Your trying to measure the infrared emission of a mirror that reflects infrared???

jn
 
Ed the feeling is mutual, it's known as the Stefan-Boltzman equation. Just plug-in the numbers (did you read my answer?) 1W per square meter at best radiative cooling at 100C heat-sink temperature (that's HOT but T^4 is a killer). Why do you think the moving air works? Hint, the air is not heated (much) by radiation absorption. Like all things audiophile this discusstion has insufficient separation of effects in order to consider it a scientific observation.

BTW the heat exchangers in HVAC that I have seen are never black.

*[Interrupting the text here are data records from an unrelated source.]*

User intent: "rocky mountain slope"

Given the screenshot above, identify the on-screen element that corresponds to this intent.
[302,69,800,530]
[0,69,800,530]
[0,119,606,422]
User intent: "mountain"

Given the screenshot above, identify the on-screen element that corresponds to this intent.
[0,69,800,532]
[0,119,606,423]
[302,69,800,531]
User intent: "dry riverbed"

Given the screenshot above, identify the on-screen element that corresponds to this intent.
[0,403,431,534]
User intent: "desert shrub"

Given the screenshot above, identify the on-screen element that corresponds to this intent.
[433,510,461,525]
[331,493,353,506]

EDIT - read some of the web disscussions of "should heat sinks be black" they are really funny, the entire gamut of possibilities "proved" by homebrew experiments.

Scott, the issue was we really aren't in a major disagreement. When I get a chance I'll paint 1/2 of a sheet (say 2" x 12") of aluminum black and place a resistor in the middle. You can predict the difference at the edges, I'll do a measurement.
 
Your trying to measure the infrared emission of a mirror that reflects infrared???

jn

Right, the walls and ceiling radiate at the same temperature as the black half (everything in the environment is relatively at equilibrium). The instrument just picks up the thermal reflection of the ceiling. The difference arises when you actually heat the plate well above the local environment.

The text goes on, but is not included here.